Hybrid Brain Architecture

Hybrid Brain Architecture (v3.0)

The core of Signal.Engine is a multi-layered reasoning system known as the Hybrid Brain. Moving beyond simple binary classifiers, this architecture treats market analysis as a sequence-modeling problem, combining the predictive power of Deep Learning with the disciplined decision-making of Reinforcement Learning.

The "Brain" functions as a three-stage pipeline: Perception (LSTM), Reasoning (SFT), and Optimization (PPO).

1. Temporal Perception: Sequence Modeling (LSTM)

The foundation of the brain is a Long Short-Term Memory (LSTM) network designed to process time-series data as a continuous narrative rather than isolated snapshots.

Window Logic: The model ingests the last 50 candles (trading periods) to identify momentum, support/resistance levels, and volatility clusters.
Feature Set: It processes a multi-dimensional vector including price action (Close, Log_Return) and technical oscillators (RSI, MACD).
Internal Stability: Utilizes Batch Normalization and Dropout layers to maintain inference stability during high-volatility market regimes.

2. The Teacher: Supervised Fine-Tuning (SFT)

Before the agent is allowed to trade, it undergoes Supervised Fine-Tuning. This phase builds "Market Common Sense."

The Golden Dataset: The model is trained on hindsight-labeled data using a ZigZag Labeler. By looking at past charts, the teacher shows the model exactly where the "perfect" trades were.
Pattern Recognition: This phase achieves ~77% directional accuracy, teaching the agent to recognize classic trend reversals and breakout patterns.

3. The Strategist: Reinforcement Learning (PPO)

While the LSTM learns direction, the Proximal Policy Optimization (PPO) layer learns strategy. This is where the agent develops its "trading personality."

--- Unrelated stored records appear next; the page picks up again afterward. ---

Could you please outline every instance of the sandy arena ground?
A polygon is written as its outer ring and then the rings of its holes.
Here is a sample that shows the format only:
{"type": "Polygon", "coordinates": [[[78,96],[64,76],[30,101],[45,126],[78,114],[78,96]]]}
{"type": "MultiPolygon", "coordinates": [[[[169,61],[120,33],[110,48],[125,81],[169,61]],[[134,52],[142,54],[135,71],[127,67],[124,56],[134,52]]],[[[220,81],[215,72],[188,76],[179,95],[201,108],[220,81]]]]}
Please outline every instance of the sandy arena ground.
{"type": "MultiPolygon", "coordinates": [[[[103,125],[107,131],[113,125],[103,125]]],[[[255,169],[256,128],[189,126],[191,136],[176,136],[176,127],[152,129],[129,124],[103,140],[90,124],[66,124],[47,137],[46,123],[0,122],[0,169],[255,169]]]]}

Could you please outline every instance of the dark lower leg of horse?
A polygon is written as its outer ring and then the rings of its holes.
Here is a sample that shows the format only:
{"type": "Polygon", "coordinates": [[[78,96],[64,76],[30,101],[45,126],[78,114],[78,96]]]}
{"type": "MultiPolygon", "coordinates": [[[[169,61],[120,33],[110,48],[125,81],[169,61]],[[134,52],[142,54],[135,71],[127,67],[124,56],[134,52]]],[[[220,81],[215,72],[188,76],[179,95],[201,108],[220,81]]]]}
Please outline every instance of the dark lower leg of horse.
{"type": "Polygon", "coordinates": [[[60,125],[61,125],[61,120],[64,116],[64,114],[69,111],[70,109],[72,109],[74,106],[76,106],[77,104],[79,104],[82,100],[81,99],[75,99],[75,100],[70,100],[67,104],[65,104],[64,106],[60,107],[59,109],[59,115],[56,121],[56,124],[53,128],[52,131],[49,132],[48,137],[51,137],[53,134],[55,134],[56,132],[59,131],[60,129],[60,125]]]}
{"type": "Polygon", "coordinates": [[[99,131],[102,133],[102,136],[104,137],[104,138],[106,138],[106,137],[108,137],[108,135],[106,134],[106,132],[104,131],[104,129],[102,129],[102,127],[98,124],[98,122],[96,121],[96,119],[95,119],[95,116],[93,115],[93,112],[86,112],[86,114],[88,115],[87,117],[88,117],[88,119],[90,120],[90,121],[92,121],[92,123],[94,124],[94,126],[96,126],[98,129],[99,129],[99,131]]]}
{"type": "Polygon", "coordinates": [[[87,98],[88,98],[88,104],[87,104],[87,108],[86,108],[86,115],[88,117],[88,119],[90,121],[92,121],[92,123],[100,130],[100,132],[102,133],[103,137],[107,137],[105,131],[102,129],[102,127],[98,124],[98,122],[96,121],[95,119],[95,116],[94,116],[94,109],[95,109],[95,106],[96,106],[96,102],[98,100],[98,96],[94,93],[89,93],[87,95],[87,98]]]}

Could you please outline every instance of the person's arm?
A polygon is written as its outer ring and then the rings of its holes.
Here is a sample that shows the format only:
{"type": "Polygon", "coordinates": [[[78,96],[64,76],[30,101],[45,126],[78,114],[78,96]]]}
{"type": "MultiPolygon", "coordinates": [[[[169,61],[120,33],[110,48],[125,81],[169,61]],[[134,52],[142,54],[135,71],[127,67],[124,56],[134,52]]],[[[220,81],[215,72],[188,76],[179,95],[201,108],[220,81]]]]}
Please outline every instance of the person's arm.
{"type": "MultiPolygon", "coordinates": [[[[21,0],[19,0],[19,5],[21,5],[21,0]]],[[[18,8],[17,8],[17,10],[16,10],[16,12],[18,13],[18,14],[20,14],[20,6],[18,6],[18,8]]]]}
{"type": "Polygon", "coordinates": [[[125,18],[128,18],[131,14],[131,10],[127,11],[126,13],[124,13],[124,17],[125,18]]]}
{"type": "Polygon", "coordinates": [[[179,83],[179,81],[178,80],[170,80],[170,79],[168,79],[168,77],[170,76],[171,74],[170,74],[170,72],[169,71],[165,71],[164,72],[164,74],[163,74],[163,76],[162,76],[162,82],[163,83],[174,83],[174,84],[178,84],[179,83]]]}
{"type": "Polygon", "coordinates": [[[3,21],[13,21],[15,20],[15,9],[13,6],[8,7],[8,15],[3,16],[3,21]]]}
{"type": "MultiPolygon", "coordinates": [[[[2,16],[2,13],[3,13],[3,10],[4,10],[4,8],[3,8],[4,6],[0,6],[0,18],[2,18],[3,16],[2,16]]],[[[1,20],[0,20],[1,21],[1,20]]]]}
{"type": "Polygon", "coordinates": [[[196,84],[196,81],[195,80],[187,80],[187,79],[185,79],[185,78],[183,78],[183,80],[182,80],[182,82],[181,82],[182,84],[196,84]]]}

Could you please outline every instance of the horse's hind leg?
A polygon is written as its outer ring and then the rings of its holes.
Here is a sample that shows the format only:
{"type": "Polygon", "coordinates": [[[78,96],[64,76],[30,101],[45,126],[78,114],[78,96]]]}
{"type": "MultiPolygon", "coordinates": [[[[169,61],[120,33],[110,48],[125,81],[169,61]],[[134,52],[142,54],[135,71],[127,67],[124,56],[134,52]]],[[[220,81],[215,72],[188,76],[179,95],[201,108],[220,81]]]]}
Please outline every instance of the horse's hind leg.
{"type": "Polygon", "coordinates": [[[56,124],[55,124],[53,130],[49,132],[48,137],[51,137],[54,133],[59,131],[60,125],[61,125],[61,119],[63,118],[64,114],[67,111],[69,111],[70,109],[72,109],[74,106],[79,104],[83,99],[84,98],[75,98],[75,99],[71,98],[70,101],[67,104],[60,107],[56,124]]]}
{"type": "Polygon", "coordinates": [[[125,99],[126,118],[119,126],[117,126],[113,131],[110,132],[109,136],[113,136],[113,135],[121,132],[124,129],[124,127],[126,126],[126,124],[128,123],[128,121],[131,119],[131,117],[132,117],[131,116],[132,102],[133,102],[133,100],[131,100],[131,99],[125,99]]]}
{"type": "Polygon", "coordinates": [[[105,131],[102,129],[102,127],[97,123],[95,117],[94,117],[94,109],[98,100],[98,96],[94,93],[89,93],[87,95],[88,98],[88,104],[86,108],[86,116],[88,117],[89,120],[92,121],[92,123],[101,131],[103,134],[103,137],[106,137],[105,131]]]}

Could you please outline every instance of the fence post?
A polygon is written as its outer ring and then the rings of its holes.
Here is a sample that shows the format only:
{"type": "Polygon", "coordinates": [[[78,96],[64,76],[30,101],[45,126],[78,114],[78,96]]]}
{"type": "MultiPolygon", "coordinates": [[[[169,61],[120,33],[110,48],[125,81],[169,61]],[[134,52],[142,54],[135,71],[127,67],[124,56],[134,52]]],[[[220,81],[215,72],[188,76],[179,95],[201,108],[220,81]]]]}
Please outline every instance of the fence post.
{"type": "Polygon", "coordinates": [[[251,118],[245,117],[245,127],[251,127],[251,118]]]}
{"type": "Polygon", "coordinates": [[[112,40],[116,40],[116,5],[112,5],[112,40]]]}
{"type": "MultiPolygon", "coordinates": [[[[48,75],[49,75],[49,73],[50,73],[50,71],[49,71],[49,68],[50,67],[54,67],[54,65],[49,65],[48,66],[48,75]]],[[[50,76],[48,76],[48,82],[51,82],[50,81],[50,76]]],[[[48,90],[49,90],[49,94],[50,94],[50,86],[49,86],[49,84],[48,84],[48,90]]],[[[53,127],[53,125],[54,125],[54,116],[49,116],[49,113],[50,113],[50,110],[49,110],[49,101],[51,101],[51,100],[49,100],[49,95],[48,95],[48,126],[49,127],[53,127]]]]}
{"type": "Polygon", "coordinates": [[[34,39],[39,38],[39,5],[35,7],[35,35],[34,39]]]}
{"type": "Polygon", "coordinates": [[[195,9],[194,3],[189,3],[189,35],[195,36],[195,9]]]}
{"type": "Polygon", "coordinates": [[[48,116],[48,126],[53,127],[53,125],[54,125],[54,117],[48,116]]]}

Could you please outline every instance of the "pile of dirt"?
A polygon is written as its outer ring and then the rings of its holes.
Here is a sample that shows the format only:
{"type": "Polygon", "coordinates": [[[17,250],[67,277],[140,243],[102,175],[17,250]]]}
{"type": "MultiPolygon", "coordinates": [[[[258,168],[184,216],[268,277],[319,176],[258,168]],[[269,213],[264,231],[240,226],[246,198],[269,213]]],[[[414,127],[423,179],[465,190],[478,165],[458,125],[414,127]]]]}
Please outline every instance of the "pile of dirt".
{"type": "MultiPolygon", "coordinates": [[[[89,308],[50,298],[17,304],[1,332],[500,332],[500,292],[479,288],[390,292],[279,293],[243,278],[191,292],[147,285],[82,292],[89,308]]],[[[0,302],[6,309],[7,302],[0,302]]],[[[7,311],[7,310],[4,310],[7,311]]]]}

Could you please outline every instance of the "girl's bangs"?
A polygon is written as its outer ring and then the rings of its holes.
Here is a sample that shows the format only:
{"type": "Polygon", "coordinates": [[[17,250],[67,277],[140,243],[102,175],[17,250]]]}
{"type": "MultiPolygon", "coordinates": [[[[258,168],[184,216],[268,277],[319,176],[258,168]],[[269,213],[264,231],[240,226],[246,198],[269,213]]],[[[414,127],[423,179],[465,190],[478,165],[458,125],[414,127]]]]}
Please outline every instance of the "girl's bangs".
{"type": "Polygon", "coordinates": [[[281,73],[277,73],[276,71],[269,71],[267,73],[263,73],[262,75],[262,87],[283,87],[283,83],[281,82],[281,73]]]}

Risk-Adjusted Returns: The PPO agent is trained in a vectorized GPU environment where it is rewarded not just for profit, but for maintaining a high Sharpe Ratio and low Maximum Drawdown.
Action Space: The agent chooses between three discrete actions:
- 0: SELL / SHORT (Bearish conviction)
- 1: HOLD / NEUTRAL (Preserving capital during noise)
- 2: BUY / LONG (Bullish conviction)
Reward Shaping: The agent is penalized for over-trading (transaction costs) and rewarded for holding winning positions through trend extensions.

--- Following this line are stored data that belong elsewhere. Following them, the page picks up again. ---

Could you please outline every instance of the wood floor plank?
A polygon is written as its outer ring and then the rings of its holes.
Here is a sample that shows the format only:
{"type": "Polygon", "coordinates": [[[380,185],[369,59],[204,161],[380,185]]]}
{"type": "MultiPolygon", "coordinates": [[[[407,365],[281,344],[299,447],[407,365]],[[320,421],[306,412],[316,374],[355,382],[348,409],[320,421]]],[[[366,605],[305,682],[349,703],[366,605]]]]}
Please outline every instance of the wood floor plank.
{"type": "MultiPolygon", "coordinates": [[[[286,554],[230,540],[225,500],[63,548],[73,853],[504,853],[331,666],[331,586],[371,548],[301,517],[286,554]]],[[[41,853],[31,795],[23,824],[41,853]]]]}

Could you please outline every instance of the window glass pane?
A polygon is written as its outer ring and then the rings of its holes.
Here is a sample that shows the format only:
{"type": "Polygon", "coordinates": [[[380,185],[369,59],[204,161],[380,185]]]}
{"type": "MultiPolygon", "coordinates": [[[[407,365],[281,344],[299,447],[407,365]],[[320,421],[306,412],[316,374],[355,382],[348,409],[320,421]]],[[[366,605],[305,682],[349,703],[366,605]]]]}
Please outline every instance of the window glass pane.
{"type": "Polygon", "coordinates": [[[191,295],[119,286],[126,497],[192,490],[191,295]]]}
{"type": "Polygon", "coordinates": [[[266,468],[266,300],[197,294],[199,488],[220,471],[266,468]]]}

4. Heuristic & Risk Overlay

The final decision is filtered through a Heuristic Expert layer. This layer provides the "Rational" seen in the dashboard, ensuring the AI's "black box" decisions align with quantitative risk parameters.

Regime Detection: Monitors market mood (e.g., "VOLATILE" vs "CALM") to adjust position sizing.
Confidence Scoring: Every trade is assigned a confidence value (0.0 to 1.0). Trades below the configured threshold (typically 0.85) are automatically discarded.

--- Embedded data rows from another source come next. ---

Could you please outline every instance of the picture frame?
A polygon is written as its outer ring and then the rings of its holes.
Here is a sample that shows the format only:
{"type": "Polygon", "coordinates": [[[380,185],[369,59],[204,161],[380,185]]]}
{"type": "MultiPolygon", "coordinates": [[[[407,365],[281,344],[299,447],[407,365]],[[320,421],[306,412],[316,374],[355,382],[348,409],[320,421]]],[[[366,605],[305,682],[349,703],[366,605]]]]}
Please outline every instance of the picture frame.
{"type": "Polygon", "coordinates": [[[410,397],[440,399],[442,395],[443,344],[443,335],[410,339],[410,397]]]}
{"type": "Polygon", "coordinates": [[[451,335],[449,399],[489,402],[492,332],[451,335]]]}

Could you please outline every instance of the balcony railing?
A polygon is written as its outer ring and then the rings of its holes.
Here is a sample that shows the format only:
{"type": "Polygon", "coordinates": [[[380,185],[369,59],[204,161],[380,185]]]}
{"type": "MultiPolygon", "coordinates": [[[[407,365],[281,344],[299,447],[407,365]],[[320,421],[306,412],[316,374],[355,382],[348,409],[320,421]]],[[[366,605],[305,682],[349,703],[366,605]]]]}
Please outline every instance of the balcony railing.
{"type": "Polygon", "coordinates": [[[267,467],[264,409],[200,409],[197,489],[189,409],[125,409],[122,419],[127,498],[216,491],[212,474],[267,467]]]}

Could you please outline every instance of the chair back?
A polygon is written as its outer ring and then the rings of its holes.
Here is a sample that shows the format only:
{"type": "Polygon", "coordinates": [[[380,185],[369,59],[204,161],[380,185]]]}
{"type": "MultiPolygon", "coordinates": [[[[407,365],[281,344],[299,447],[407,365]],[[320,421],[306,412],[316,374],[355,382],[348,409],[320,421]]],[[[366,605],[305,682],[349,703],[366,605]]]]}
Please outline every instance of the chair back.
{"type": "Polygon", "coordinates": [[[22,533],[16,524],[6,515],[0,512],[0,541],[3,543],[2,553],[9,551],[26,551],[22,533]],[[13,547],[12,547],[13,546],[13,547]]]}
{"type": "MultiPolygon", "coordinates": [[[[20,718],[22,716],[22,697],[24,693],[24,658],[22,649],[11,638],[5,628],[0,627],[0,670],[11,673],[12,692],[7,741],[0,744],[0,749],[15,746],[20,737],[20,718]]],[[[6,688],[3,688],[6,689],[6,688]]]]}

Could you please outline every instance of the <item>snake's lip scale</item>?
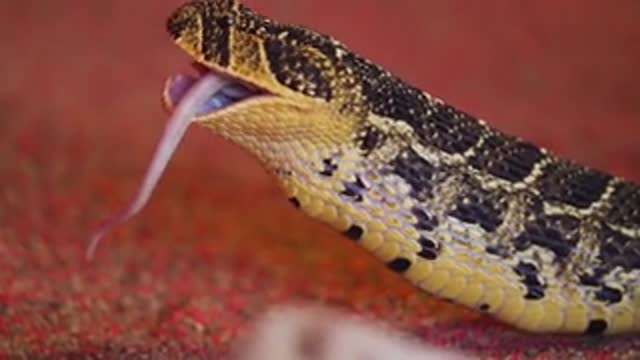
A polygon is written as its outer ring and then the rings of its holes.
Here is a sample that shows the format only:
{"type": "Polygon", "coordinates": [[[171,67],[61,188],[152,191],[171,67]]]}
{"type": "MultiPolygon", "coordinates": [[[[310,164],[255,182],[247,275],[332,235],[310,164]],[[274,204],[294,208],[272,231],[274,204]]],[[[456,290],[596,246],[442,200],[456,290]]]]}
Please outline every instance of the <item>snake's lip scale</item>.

Interacting with the Brain

As a developer, you interact with the Hybrid Brain primarily through the API or the specialized trading scripts.

Programmatic Access (Python)

To trigger the brain's reasoning process manually within the environment:

from src.brain.hybrid import HybridBrain

brain = HybridBrain()
# The .think() method runs the full LSTM + PPO inference pipeline
decisions = brain.think()

for trade in decisions:
    print(f"Ticker: {trade['Ticker']}")
    print(f"Action: {trade['Action']}")
    print(f"Confidence: {trade['Confidence']:.2%}")
    print(f"Rational: {', '.join(trade['Rational'])}")

API Access (REST)

The frontend communicates with the brain via the FastAPI backend. You can poll the latest "thoughts" from the brain using the following endpoint:

Endpoint: GET /api/results

Response Structure:

{
  "status": "success",
  "data": [
    {
      "Ticker": "RELIANCE.NS",
      "Action": "BUY",
      "Confidence": 0.92,
      "Rational": ["Strong Momentum", "Low Volatility Regime", "RSI Divergence"]
    }
  ],
  "is_thinking": false
}

Configuration & Checkpoints

The Brain’s behavior is determined by the weights stored in the checkpoints/ directory.

final_sft_model.pth: The "Knowledge Base" (Directional accuracy).
best_ppo.ckpt: The "Execution Logic" (Risk management and timing).

To update the brain's intelligence, replace these files with newly trained weights from train_ppo_optimized.py.